Inconsistent behavior of dot products with sparse matrices #881

rlouf · 2022-04-01T14:54:30Z

This issue was discovered while testing horsehoe_nbinom_gibbs in aemcmcm (code) with a sparse matrix input for the variable X. Let's consider the product of a sparse tensor with a dense tensor:

import numpy as np
import scipy

import aesara
import aesara.tensor as at

X = scipy.sparse.random(10, 7, density=0.1, format="csr")  # default "coo" not supported by aesara
b = np.random.random((7, 3))

X_csr = aesara.sparse.as_sparse(X)
b_tt = at.as_tensor(b)

aesara.tensor.dot is configured to work with both TensorType and SparseType. Indeed:

at.dot(X_csr, b_tt).eval()
"""
| 0.08221337 |  0.0144887 | 0.03528356 |
| 0.03397027 | 0.00598668 | 0.01457904 |
|          0 |          0 |          0 |
|          0 |          0 |          0 |
|          0 |          0 |          0 |
|          0 |          0 |          0 |
| 0.26292134 | 0.26791936 | 0.06541766 |
|  0.3189743 | 0.05621378 |  0.1368944 |
| 0.72413837 | 0.64081756 | 0.58794318 |
| 0.00118287 | 0.00174689 | 0.00191919 |
"""

Using the dot method of the sparse tensor also works:

X_csr.dot(b_tt).eval()
"""
| 0.08221337 |  0.0144887 | 0.03528356 |
| 0.03397027 | 0.00598668 | 0.01457904 |
|          0 |          0 |          0 |
|          0 |          0 |          0 |
|          0 |          0 |          0 |
|          0 |          0 |          0 |
| 0.26292134 | 0.26791936 | 0.06541766 |
|  0.3189743 | 0.05621378 |  0.1368944 |
| 0.72413837 | 0.64081756 | 0.58794318 |
| 0.00118287 | 0.00174689 | 0.00191919 |
"""

The operator @, however, raises a TypeError:

X_csr @ b_tt
# TypeError: Tensor type field must be a TensorType; found <class 'aesara.sparse.type.SparseType'>.
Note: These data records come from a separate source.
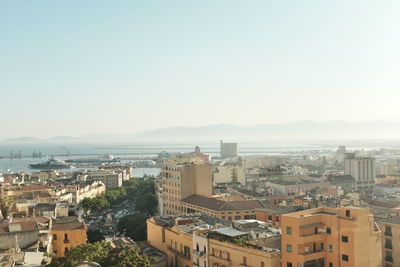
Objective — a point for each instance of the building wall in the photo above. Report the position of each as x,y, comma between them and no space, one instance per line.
390,244
196,180
75,238
269,217
309,238
362,170
181,178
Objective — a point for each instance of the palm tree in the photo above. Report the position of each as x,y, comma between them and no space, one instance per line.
5,204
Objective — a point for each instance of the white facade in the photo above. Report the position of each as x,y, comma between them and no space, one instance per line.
362,170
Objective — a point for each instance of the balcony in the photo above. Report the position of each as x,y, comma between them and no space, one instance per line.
198,253
312,238
219,260
178,253
308,256
388,233
389,258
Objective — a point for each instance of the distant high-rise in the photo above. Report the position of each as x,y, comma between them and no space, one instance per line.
362,169
181,178
228,150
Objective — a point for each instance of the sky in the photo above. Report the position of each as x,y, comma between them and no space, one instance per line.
79,67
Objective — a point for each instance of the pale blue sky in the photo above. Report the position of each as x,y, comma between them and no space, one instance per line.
79,66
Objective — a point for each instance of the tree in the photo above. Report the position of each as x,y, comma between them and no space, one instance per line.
126,257
101,253
134,226
94,236
5,204
147,204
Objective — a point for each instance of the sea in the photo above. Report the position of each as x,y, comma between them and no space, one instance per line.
136,151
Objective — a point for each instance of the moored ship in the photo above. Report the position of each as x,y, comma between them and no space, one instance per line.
51,164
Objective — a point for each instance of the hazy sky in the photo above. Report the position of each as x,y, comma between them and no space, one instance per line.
76,67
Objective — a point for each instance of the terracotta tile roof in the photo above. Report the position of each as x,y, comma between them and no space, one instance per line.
67,223
241,205
204,202
219,205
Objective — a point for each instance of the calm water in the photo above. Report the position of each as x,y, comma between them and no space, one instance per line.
138,150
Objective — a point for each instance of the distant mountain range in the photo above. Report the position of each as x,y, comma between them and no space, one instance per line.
294,131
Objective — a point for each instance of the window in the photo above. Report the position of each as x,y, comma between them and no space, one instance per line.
289,230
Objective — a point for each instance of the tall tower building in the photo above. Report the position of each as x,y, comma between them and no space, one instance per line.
362,169
228,150
181,178
331,237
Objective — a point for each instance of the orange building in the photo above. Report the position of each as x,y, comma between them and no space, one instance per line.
227,210
272,215
188,241
345,236
67,232
390,241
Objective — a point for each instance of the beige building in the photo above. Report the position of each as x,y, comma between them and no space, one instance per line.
346,237
181,178
110,178
226,210
188,241
228,174
390,241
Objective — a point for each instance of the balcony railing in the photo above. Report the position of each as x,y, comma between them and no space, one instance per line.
198,253
388,233
388,246
389,258
178,253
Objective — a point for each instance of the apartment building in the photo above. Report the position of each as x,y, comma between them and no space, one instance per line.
226,210
228,174
334,237
67,232
181,178
362,169
204,241
390,241
110,178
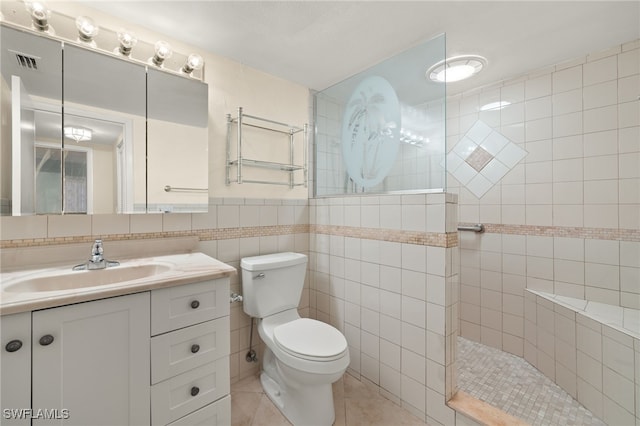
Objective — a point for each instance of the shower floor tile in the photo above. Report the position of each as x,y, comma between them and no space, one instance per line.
511,384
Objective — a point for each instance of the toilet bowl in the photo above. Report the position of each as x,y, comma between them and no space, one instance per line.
303,356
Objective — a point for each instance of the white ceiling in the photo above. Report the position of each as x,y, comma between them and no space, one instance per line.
320,43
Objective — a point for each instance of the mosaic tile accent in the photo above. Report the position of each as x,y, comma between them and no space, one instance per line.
511,384
479,158
480,170
446,240
562,231
202,234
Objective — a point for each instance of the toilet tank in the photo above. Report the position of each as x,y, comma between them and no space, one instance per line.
272,283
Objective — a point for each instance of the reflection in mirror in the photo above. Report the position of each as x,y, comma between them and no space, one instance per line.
177,147
104,117
31,96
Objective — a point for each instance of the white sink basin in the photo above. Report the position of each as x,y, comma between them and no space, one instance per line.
70,280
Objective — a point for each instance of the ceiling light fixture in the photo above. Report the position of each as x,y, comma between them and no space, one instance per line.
78,134
162,52
456,68
87,30
194,62
40,15
127,40
495,106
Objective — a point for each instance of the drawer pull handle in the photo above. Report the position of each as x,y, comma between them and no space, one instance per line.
46,340
13,345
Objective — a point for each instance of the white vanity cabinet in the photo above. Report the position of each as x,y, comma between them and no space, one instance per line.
190,344
92,359
15,368
157,355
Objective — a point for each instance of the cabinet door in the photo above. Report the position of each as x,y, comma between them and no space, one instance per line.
15,368
91,362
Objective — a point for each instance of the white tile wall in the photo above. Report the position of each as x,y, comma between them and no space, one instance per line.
593,362
579,124
397,298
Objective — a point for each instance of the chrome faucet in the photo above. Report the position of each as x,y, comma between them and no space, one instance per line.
97,260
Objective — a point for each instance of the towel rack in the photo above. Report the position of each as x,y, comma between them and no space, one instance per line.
478,227
169,188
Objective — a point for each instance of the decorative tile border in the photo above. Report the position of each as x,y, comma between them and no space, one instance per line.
562,231
446,240
202,234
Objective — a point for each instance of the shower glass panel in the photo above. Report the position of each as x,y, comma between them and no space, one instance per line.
383,130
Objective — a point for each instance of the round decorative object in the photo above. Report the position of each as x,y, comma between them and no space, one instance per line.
370,131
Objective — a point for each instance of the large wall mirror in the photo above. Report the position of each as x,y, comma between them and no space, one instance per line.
86,132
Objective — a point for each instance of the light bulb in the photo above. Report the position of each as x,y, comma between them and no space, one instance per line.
127,40
163,52
194,62
40,15
87,29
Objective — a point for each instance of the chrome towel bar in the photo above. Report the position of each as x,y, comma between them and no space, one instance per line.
478,227
169,188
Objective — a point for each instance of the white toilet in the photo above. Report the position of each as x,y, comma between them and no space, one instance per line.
303,356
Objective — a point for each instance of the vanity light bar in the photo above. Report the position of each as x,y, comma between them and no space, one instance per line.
40,15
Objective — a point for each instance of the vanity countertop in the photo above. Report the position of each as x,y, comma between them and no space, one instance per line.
176,270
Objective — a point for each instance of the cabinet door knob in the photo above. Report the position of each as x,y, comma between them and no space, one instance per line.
46,340
13,345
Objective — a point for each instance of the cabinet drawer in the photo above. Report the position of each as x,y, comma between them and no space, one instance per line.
15,365
215,414
173,399
181,350
185,305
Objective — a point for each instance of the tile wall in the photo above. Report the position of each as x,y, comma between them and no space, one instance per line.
384,271
590,360
233,228
566,218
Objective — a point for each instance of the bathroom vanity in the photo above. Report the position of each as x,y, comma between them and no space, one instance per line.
149,347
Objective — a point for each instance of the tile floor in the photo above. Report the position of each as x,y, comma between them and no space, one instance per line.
356,403
503,380
512,384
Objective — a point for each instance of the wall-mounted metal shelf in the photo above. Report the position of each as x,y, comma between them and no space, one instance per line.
295,135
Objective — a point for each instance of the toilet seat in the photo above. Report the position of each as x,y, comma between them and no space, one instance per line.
310,339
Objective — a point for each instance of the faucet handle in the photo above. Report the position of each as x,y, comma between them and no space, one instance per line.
97,248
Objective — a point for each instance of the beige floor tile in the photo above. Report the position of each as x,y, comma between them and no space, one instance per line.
268,415
355,403
377,413
248,384
243,407
354,388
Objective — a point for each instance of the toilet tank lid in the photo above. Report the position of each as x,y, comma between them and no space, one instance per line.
272,261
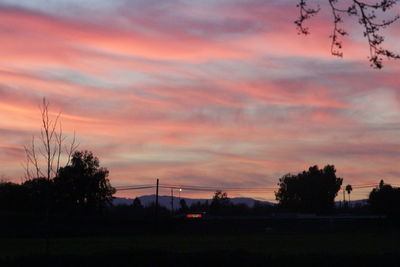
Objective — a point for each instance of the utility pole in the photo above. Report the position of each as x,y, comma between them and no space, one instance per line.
156,211
172,201
344,197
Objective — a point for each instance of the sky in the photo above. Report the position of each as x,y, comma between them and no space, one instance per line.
220,93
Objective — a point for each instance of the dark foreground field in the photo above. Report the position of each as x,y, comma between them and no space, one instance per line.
367,247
For some reason that is not yet clear to me, the __dot__ method of the _tensortype_operators_class is called:

def __dot__(left, right):
    return at.math.dense_dot(left, right)
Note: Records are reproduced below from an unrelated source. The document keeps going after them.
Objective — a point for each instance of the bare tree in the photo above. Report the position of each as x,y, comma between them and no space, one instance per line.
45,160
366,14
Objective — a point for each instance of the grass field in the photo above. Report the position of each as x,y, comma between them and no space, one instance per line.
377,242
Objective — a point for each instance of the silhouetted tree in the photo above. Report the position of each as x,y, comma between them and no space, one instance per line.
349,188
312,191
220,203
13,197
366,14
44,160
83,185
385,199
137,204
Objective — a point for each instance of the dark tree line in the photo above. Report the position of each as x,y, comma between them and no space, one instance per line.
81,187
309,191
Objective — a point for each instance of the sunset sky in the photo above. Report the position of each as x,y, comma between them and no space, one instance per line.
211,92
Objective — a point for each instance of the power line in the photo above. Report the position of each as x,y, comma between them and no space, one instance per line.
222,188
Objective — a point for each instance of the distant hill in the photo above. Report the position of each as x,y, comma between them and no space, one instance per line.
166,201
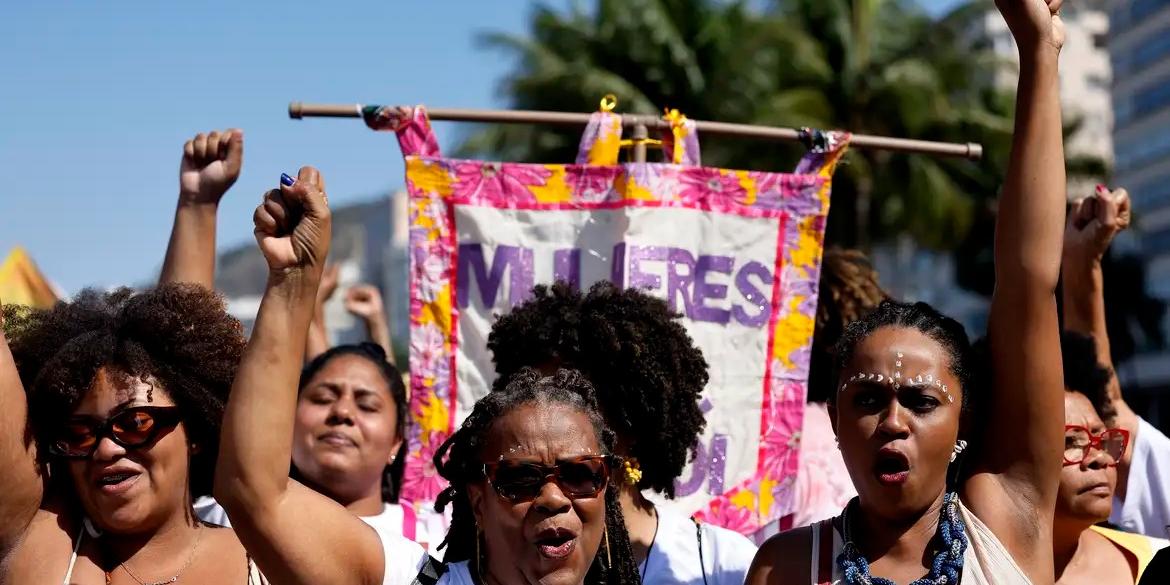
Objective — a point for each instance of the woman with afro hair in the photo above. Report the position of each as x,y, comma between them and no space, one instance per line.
110,410
111,407
649,377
instead of the _sparse_py_operators.

The text was updated successfully, but these errors were encountered:

rlouf · 2022-04-05T12:25:48Z

I noticed what appears to me to be another inconsistency.

import numpy as np
import scipy.sparse

import aesara.sparse
import aesara.tensor as at
from aesara.tensor.random import RandomStream

A sparse matrix multiplied by a matrix

Let us define X_csr, a SparseConstant, and y_tt a TensorConstant, both matrices

p = 5
srng = RandomStream(seed=12345)

X = scipy.sparse.random(p, p, density=.33, format="csr")
X_csr = aesara.sparse.as_sparse(X)

y = np.ones((p, p))
y_tt = at.as_tensor(y)

We saw in the previous message that the aesara.tensor.dot product works between a sparse matrix and a dense matrix:

at.dot(X_csr, y_tt).eval()
"""
| 1.33790965 | 1.33790965 | 1.33790965 | 1.33790965 | 1.33790965 |
| 0.47078111 | 0.47078111 | 0.47078111 | 0.47078111 | 0.47078111 |
| 0.98612278 | 0.98612278 | 0.98612278 | 0.98612278 | 0.98612278 |
| 0.72805556 | 0.72805556 | 0.72805556 | 0.72805556 | 0.72805556 |
| 0.22092613 | 0.22092613 | 0.22092613 | 0.22092613 | 0.22092613 |
"""

But that this does not with the @ operator

X_csr @ y_tt
# TypeError: The dense dot product is only supported for dense types

A sparse matrix multiplied by a vector

Now let y_tt be a vector:

y_vec = np.ones(p)
y_vec_tt = at.as_tensor(y_vec)

This does not work:

at.dot(X_csr, y_vec_tt).eval()
# TypeError: The dense dot product is only supported for dense types

But this does:

at.dot(X_csr, at.shape_padright(y_vec_tt)).eval()
"""
| 1.33790965 |
| 0.47078111 |
| 0.98612278 |
| 0.72805556 |
| 0.22092613 |
"""

For reference, let us make sure that the dot product does work with a dense tensor matrix and a tensor vector:

X_tt = at.as_tensor(np.random.random((p,p)))
at.dot(X_tt, y_vec_tt).eval()
# | 1.35070533 | 2.56274912 | 1.70920864 | 2.87279029 | 1.94839187 |

A possible explanation

scipy sparse matrices are converted by aesara to a SparseConstant. This class inherits from sparse_py_operators which uses structured_dot for the dot product. However SparseConstant also inherits from TensorConstant, which inherits from TensorVariable, which inherits in turn from tensor_py_operators. Which uses dense_dot

Maybe someone who knows the internals better can correct me, but there seems to be an assumption throughout the library that we should read DenseTensorX every time we see TensorX. And a lot of confusion ensues when you introduces SparseTensor; Tensor sounds more general so it seems to make sense to make SparseConstant inherit from TensorConstant... until you realize that the latter's operators are dense tensor operators. The library probably should be more explicit here.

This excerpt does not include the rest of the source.